SBP Purchases Over $20B in Three Years to Maintain Forex Market Stability

SBP purchases over $20 billion in three years to boost reserves and stabilize the rupee amid steady policy rate and improving economic outlook.

SBP Purchases Over $20B in Three Years to Maintain Forex Market Stability
SBP Purchases Over $20B in Three Years to Maintain Forex Market Stability

The State Bank of Pakistan (SBP) has decided to keep the policy rate unchanged at 11%, in line with market expectations. The decision came after the Monetary Policy Committee (MPC) meeting held on October 27, 2025, where officials reviewed the country’s latest economic indicators, inflation trends, and external financing position.

The central bank emphasized that its current focus remains on maintaining price stability, managing inflation expectations, and supporting foreign exchange stability.

$20 Billion Purchased to Support the Rupee

In its post-meeting briefing, the SBP revealed that it has purchased over $20 billion from the foreign exchange market during the past three years. These purchases were made to strengthen Pakistan’s reserves, stabilize the rupee, and meet external debt repayment obligations.

According to SBP officials, the dollar purchases came after covering foreign loan repayments and profit repatriations, allowing the bank to build a healthier reserve buffer. The reserves are seen as essential for ensuring market confidence, meeting import needs, and managing future economic shocks.

Analysts say that such active management has helped Pakistan avoid volatility in the currency market and restore investor confidence amid global economic uncertainty.

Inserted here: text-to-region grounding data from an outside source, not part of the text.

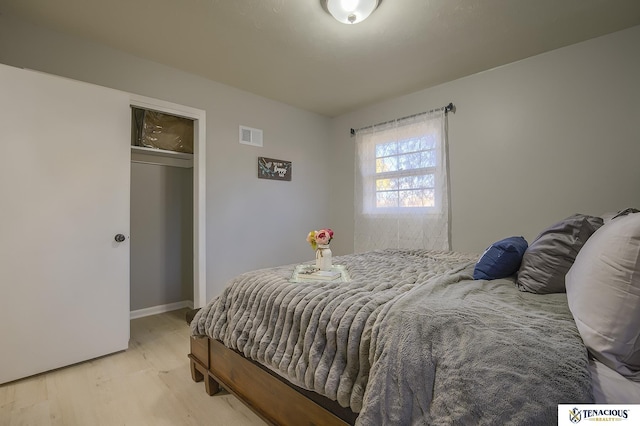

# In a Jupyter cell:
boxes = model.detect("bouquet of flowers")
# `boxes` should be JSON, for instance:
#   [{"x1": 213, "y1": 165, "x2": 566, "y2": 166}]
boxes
[{"x1": 306, "y1": 228, "x2": 334, "y2": 251}]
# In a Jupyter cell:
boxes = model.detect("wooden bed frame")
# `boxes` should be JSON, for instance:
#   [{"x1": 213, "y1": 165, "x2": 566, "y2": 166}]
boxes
[{"x1": 189, "y1": 336, "x2": 357, "y2": 426}]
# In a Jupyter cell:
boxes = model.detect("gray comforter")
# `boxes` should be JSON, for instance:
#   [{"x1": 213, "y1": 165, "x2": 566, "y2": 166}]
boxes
[{"x1": 191, "y1": 249, "x2": 593, "y2": 425}]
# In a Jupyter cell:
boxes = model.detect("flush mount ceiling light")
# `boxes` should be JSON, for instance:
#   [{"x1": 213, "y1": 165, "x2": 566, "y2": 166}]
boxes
[{"x1": 321, "y1": 0, "x2": 381, "y2": 24}]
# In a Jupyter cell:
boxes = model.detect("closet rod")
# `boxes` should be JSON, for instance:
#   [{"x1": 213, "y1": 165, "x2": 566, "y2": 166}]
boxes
[{"x1": 350, "y1": 102, "x2": 454, "y2": 136}]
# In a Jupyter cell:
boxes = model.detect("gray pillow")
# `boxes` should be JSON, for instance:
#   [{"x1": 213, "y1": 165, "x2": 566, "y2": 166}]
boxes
[
  {"x1": 516, "y1": 213, "x2": 603, "y2": 294},
  {"x1": 566, "y1": 213, "x2": 640, "y2": 379}
]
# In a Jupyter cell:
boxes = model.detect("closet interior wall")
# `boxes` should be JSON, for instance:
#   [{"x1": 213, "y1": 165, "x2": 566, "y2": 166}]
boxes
[{"x1": 130, "y1": 110, "x2": 194, "y2": 313}]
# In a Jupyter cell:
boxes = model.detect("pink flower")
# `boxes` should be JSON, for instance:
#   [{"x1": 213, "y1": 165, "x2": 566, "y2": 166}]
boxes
[
  {"x1": 315, "y1": 229, "x2": 332, "y2": 245},
  {"x1": 307, "y1": 228, "x2": 334, "y2": 250}
]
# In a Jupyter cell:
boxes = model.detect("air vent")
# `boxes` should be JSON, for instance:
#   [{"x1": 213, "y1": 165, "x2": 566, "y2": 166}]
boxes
[{"x1": 239, "y1": 125, "x2": 263, "y2": 147}]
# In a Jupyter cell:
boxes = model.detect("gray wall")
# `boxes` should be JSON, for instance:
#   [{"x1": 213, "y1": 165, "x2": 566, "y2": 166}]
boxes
[
  {"x1": 329, "y1": 25, "x2": 640, "y2": 255},
  {"x1": 130, "y1": 162, "x2": 193, "y2": 311},
  {"x1": 0, "y1": 13, "x2": 331, "y2": 301},
  {"x1": 3, "y1": 12, "x2": 639, "y2": 296}
]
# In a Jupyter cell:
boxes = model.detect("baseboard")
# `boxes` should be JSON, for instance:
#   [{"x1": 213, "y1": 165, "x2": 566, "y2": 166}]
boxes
[{"x1": 130, "y1": 300, "x2": 195, "y2": 320}]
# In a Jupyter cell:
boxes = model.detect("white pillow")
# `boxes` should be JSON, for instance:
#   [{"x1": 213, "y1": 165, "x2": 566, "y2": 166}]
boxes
[{"x1": 566, "y1": 213, "x2": 640, "y2": 380}]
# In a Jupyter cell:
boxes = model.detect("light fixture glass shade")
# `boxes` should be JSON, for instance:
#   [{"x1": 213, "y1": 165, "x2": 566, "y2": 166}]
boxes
[{"x1": 323, "y1": 0, "x2": 379, "y2": 24}]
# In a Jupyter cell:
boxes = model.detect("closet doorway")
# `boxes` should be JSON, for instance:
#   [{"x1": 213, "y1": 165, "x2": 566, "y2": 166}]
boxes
[{"x1": 129, "y1": 95, "x2": 206, "y2": 317}]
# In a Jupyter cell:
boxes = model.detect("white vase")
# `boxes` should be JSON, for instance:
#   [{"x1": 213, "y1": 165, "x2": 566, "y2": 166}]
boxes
[{"x1": 315, "y1": 244, "x2": 332, "y2": 271}]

Economic Outlook Improving

The SBP noted that the impact of recent floods on agriculture and infrastructure is now less severe than expected, leading to a more positive economic outlook. The central bank projects GDP growth for FY26 in the upper half of the 3.25% – 4.25% range, an upgrade from earlier estimates.

Officials said that improving agricultural output, higher remittance inflows, and strong export performance are helping stabilize Pakistan’s growth momentum.

IMF Program on Track

The SBP Governor confirmed that Pakistan has met all criteria for the next IMF review, which is scheduled for December 2025. The approval of a $1.2 billion tranche will further strengthen foreign reserves and create additional space for fiscal reforms.

So far, Pakistan has repaid $3.1 billion out of a total $10 billion due for FY26, reflecting better debt management. The government also expects remittances to exceed $41 billion in FY26, providing strong support for the external sector.

Economists say that consistent inflows from overseas Pakistanis, combined with SBP’s cautious approach, have created a more sustainable external financing position.

Inflation to Ease in FY27

While the SBP acknowledged that inflation may temporarily exceed the target range during the second half of FY26, it expects prices to ease by FY27. The decline will depend on improved agricultural supply, energy price stability, and a steady exchange rate.

The central bank also warned that global oil price hikes or supply disruptions could create short-term inflationary pressure. However, it assured that import levels remain manageable and that the government is coordinating with relevant agencies to protect consumers from price shocks.

Building Confidence Through Prudent Policy

Financial analysts believe that SBP’s approach combining steady interest rates, foreign exchange interventions, and tight liquidity control is helping restore confidence in Pakistan’s economy.

The bank’s proactive stance on dollar purchases ensures exchange-rate stability, while maintaining a balance between growth and inflation control.

Experts note that stability in the rupee and reserves also improves Pakistan’s credit outlook, attracts foreign investment, and reassures the business community.

Focus on Sustainable Growth

The SBP’s strategy now focuses on maintaining macroeconomic discipline, promoting exports, and reducing import dependence. Officials believe that steady policy measures will create a foundation for sustainable economic growth over the coming years.

By supporting a stable rupee and adequate reserves, the SBP aims to shield Pakistan from external shocks and enhance resilience against global financial volatility.

Conclusion

The State Bank of Pakistan’s dollar-buying program exceeding $20 billion in three years marks one of the most significant interventions in the country’s recent financial history.

By maintaining a stable policy rate, meeting IMF requirements, and ensuring a balanced external position, the SBP continues to demonstrate its commitment to economic recovery and investor confidence.